Besides, sustainable heating can be achieved by making use of low temperatures in DH. Low-temperature DH (LTDH) systems can lower energy losses, utilize industrial excess heat, balance the renewable energy in the electricity grid and have strong economic potential (if properly implemented). It can be confirmed with the results of several studies, for example, a case study on DH of Helsinki, which investigated the effects of the potential benefit of low temperatures in the distribution network of DH powered by combined heat and power (CHP) together with solar collector, boilers and heat pumps, found that the change of supply temperature from a range of 80 ° C to 110 ° C to a constant supply temperature of 65 ° C improves the system performance in terms of cost and emission reductions by 4%. Aforetime estimates of LTDH showed a possible reduction of heat loss by 75% in comparison to the medium temperature DH system. Such study mentions additional benefits to the reduction of heat losses, as a reduction of boiling risk, reduced thermal stress on materials along the pipeline, the utilization of thermal storage to handle peak loads without oversizing equipment, and improving heat to the steam ratio in steam CHP system to extract more power of the turbine.

A good example of LCA applied to the sustainability assessment of a DH system, was performed over the Belava Parish in the Gulbene municipality. In this case, four different scenarios were evaluated for the DH development, considering the current operational parameters and three potential future ones. As a result, it was found that a future scenario where RES (solar thermal systems), combined with new boiler technologies and low-temperature profiles for heat distribution, achieves an environmental impact reduction close to 30%. Furthermore, the results show that most of the reduction is attained in the human health area, which is usually the first area of concern to stakeholders compared to climate change, ecosystem quality, and resources. The impact in the human health area also turns to be easy to convert to monetary terms, as disability-adjusted in life-years can be properly economic internalized by society, which can give a quick glimpse into additional social and economic burdens.

In practice: how to build a LCA for DH

As mentioned LCA is a useful and practical tool to be use during every infrastructural design phase including (Low Temperature) DH facilitating the selection of optimal environmental and viable solutions by using specific environmental criteria. This will support a more global vision within the environmental assessment highlighting which systems, subsystem or section of the DH presents the major impact and thus how a redesign from a more focused environmental perspective can create a higher environmental performance for the whole infrastructure.
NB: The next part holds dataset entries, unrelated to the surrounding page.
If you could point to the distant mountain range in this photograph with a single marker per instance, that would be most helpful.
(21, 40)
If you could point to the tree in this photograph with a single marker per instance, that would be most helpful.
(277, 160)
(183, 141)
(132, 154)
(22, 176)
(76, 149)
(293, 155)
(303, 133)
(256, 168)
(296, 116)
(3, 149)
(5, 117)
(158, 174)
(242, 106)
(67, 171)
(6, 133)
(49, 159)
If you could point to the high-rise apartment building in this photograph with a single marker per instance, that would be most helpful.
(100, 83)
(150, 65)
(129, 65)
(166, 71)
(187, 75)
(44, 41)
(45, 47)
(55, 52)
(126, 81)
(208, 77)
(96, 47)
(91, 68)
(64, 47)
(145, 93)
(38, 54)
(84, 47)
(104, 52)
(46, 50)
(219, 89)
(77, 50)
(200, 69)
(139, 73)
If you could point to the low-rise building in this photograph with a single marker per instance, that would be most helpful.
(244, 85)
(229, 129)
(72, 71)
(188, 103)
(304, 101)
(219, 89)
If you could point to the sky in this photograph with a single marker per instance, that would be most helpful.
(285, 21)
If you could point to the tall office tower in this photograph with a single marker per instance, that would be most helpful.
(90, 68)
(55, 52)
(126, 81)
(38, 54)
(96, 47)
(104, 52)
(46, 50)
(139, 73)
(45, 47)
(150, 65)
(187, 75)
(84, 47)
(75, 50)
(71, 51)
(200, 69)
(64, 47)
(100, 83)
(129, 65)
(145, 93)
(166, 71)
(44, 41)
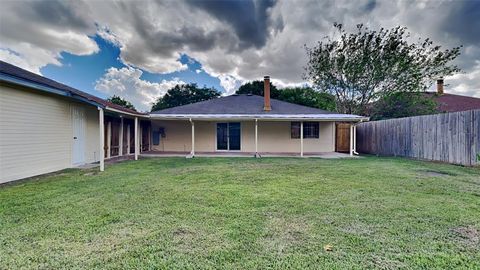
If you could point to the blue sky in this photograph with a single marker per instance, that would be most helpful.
(82, 72)
(140, 49)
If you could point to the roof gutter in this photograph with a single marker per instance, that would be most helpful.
(126, 113)
(206, 117)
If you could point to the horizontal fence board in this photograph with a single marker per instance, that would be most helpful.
(448, 137)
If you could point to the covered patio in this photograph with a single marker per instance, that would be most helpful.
(328, 155)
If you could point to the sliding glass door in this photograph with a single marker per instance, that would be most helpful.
(228, 136)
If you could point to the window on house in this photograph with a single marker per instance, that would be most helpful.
(310, 130)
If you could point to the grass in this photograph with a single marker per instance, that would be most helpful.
(245, 213)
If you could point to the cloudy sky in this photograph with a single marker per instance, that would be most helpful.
(139, 49)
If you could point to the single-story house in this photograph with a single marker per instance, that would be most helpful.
(48, 126)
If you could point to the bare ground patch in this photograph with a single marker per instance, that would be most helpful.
(284, 233)
(467, 235)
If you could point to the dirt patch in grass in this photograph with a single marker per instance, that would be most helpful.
(468, 236)
(381, 262)
(358, 228)
(434, 173)
(284, 233)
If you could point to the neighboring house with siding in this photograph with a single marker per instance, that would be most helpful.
(47, 126)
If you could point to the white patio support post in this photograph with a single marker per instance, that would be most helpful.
(120, 138)
(150, 137)
(128, 139)
(355, 139)
(301, 139)
(136, 139)
(192, 153)
(140, 138)
(256, 138)
(351, 139)
(101, 128)
(109, 138)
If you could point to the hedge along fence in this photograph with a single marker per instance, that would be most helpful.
(449, 137)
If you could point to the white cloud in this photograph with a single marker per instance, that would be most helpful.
(467, 84)
(152, 35)
(126, 82)
(33, 34)
(229, 83)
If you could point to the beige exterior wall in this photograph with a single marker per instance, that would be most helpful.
(36, 134)
(273, 137)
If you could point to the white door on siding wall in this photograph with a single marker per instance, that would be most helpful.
(78, 125)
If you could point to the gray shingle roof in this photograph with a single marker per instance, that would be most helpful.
(241, 104)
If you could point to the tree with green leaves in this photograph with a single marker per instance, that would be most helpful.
(308, 97)
(403, 104)
(183, 94)
(121, 101)
(364, 66)
(256, 88)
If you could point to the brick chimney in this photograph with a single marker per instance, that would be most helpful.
(440, 86)
(266, 94)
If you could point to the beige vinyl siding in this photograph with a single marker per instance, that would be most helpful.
(36, 133)
(273, 137)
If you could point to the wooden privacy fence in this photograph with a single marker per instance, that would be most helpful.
(449, 137)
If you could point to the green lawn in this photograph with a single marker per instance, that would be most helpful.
(245, 213)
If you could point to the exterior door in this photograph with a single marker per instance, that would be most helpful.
(222, 136)
(342, 140)
(228, 136)
(233, 136)
(78, 126)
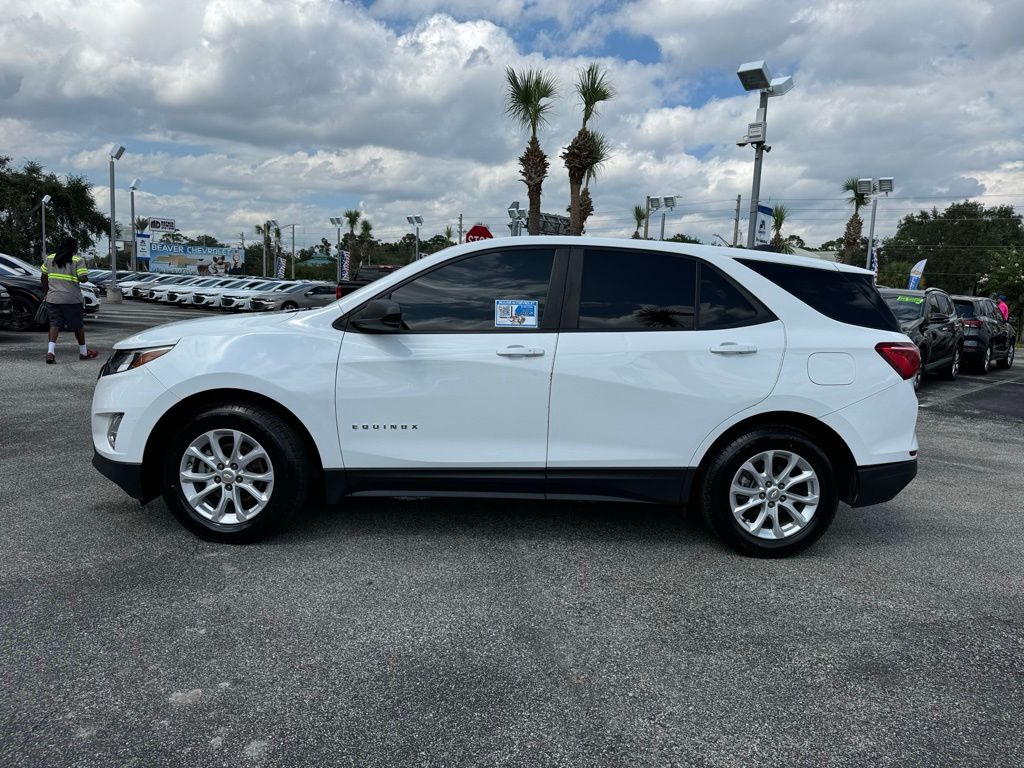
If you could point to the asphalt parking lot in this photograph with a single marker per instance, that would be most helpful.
(458, 633)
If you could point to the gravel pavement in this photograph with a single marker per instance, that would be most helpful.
(469, 633)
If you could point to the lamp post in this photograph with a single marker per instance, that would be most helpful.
(416, 221)
(872, 186)
(755, 77)
(518, 218)
(134, 244)
(115, 296)
(42, 206)
(336, 221)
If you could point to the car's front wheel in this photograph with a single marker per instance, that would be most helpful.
(769, 493)
(236, 473)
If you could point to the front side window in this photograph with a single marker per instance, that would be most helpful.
(636, 291)
(494, 291)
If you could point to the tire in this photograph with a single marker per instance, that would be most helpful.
(751, 449)
(1008, 361)
(950, 372)
(23, 314)
(985, 364)
(286, 474)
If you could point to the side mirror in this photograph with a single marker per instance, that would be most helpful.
(380, 315)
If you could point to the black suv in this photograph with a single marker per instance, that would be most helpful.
(930, 318)
(988, 340)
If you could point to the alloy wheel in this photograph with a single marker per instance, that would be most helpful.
(774, 495)
(226, 476)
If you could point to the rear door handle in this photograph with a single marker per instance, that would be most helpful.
(729, 347)
(517, 350)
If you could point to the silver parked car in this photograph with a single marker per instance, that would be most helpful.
(302, 296)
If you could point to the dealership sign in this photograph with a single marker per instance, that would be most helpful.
(162, 225)
(178, 259)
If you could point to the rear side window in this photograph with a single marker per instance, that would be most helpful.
(965, 308)
(637, 291)
(845, 297)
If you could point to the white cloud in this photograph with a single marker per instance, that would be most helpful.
(238, 110)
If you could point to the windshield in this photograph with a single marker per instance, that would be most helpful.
(905, 307)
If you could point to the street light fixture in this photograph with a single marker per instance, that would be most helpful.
(755, 76)
(416, 221)
(872, 186)
(518, 216)
(116, 153)
(42, 205)
(134, 237)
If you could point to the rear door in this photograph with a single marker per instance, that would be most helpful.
(466, 383)
(656, 349)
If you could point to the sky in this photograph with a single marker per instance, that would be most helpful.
(235, 112)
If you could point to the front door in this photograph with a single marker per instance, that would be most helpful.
(665, 348)
(465, 384)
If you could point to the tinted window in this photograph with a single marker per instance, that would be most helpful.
(905, 307)
(723, 304)
(461, 296)
(965, 308)
(846, 297)
(636, 291)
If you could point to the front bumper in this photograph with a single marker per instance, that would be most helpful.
(881, 482)
(128, 477)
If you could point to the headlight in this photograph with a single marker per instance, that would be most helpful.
(126, 359)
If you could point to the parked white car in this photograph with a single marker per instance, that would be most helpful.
(759, 388)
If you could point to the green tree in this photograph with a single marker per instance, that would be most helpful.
(72, 211)
(583, 153)
(527, 101)
(639, 216)
(962, 243)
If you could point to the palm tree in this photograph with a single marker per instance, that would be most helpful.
(778, 214)
(351, 218)
(527, 102)
(366, 238)
(639, 215)
(592, 87)
(602, 154)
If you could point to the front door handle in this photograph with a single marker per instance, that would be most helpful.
(517, 350)
(729, 347)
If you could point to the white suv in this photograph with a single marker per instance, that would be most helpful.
(761, 388)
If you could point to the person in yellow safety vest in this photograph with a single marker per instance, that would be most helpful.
(62, 273)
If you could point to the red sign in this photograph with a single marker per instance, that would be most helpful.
(478, 231)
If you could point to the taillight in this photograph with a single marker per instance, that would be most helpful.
(902, 355)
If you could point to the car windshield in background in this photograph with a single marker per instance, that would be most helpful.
(905, 307)
(965, 308)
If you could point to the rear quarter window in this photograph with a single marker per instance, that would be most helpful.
(845, 297)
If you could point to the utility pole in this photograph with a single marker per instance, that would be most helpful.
(735, 223)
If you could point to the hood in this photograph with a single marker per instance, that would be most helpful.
(174, 332)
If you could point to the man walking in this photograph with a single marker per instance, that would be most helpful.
(64, 271)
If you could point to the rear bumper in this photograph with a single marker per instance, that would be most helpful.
(128, 477)
(881, 482)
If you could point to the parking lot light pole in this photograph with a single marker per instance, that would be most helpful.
(872, 186)
(755, 77)
(42, 206)
(115, 295)
(416, 221)
(134, 245)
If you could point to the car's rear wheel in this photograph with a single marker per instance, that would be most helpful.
(236, 474)
(950, 372)
(770, 493)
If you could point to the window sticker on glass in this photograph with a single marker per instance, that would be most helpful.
(515, 313)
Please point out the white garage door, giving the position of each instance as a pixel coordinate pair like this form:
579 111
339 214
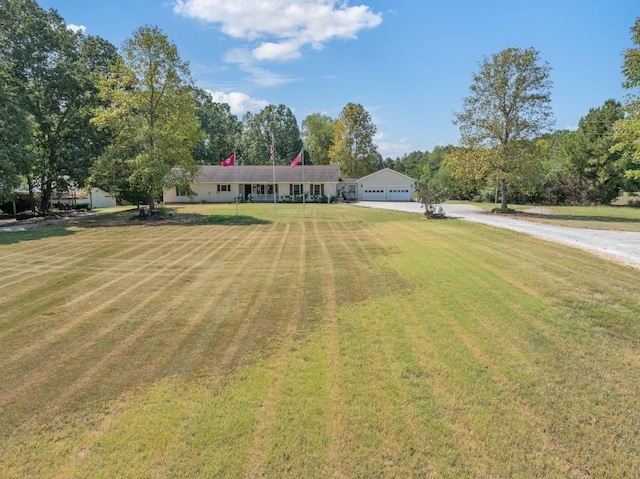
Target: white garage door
399 193
373 193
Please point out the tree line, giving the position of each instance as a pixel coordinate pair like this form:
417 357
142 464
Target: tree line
508 153
76 110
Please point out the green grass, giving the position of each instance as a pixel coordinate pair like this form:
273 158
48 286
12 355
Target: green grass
349 343
616 218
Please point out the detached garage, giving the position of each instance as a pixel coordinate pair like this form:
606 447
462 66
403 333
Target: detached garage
385 185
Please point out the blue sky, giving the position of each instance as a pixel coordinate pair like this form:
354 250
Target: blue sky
408 62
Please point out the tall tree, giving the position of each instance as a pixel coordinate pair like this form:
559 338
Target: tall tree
274 121
152 114
509 103
598 169
627 130
353 147
51 74
318 134
221 127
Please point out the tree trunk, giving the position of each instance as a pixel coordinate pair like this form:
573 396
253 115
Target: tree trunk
151 202
46 193
503 205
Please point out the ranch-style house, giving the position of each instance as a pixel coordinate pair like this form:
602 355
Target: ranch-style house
223 184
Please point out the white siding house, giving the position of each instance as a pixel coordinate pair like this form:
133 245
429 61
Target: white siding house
385 185
222 184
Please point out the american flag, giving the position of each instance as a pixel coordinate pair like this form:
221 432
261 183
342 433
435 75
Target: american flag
272 151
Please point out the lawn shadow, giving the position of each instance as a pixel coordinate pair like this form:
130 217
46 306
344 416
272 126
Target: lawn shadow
597 219
18 233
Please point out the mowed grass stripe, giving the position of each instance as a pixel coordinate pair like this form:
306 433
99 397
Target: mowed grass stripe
69 313
291 309
487 322
458 343
112 337
43 291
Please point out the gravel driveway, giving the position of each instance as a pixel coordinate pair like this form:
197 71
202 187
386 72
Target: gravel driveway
619 245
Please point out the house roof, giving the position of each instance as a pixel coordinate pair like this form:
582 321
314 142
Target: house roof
264 174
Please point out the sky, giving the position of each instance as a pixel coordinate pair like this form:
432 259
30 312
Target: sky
409 63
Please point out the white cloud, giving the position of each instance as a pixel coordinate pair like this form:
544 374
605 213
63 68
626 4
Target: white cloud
239 103
286 26
389 149
259 76
77 28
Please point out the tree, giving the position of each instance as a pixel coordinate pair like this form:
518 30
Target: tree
50 74
627 130
509 103
152 114
317 134
274 121
221 127
353 148
598 168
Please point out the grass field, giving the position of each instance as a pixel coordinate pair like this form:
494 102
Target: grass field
349 343
616 218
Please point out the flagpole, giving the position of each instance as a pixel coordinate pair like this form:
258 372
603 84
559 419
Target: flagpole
235 174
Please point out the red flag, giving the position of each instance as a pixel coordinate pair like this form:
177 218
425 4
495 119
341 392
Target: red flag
272 151
229 161
297 160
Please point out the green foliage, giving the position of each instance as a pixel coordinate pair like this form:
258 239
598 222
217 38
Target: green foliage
509 103
431 194
274 121
353 148
151 113
627 130
51 74
318 134
221 127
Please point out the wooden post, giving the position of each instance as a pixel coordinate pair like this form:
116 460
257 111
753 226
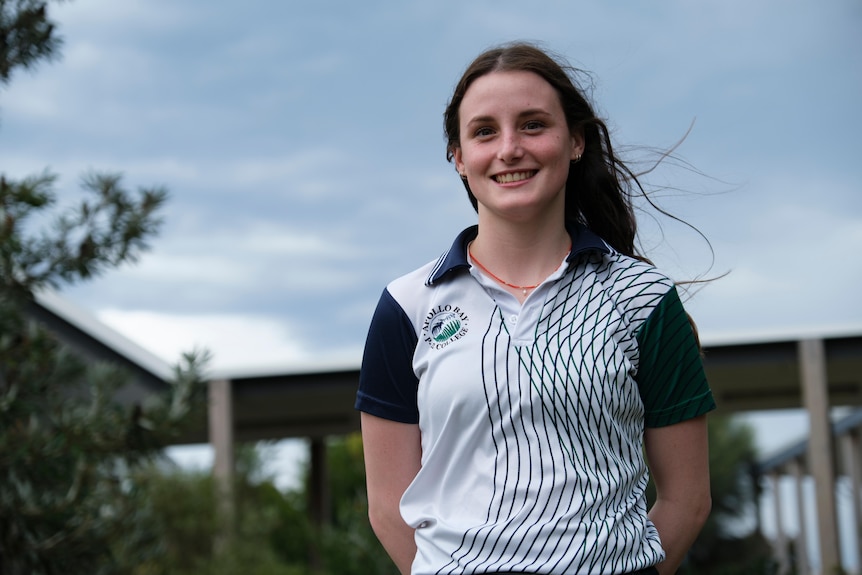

The results from an LCA made for a DH system should be able to:

  • Define an updated data inventory of all DH subsystems to be used as further benchmarks;
  • Clarify which subsystems and past of a district heating system are effecting the overall environmental performance of the infrastructure.
  • Provide alternatives based on eco-design perspectives implementable in Municipality Energy strategies including SECAP and compare them with the business-as-usual DH scenario (e.g. distribution network using natural gas)

The LCA results may be of interest for energy planner and energy companies, engineers, DH operators, public officials and decision makers including municipal planning merging the environmental perceptive within new or updated planning processes for urban infrastructural development.

Hereafter we present a graphic example on how to build an LCA for a Pilot Energy Strategy in a DH system implementing a LTDH approach considering the proposed methodology in ISO 14044.

By following the methodology proposed for an LCA, decision makers can easily recognize the most impacted areas (human health, ecosystem quality, global warming, resources) and, depending on the type of LCA conducted (stand-alone or comparative) can also identify the optimal alternative from the environmental point of view.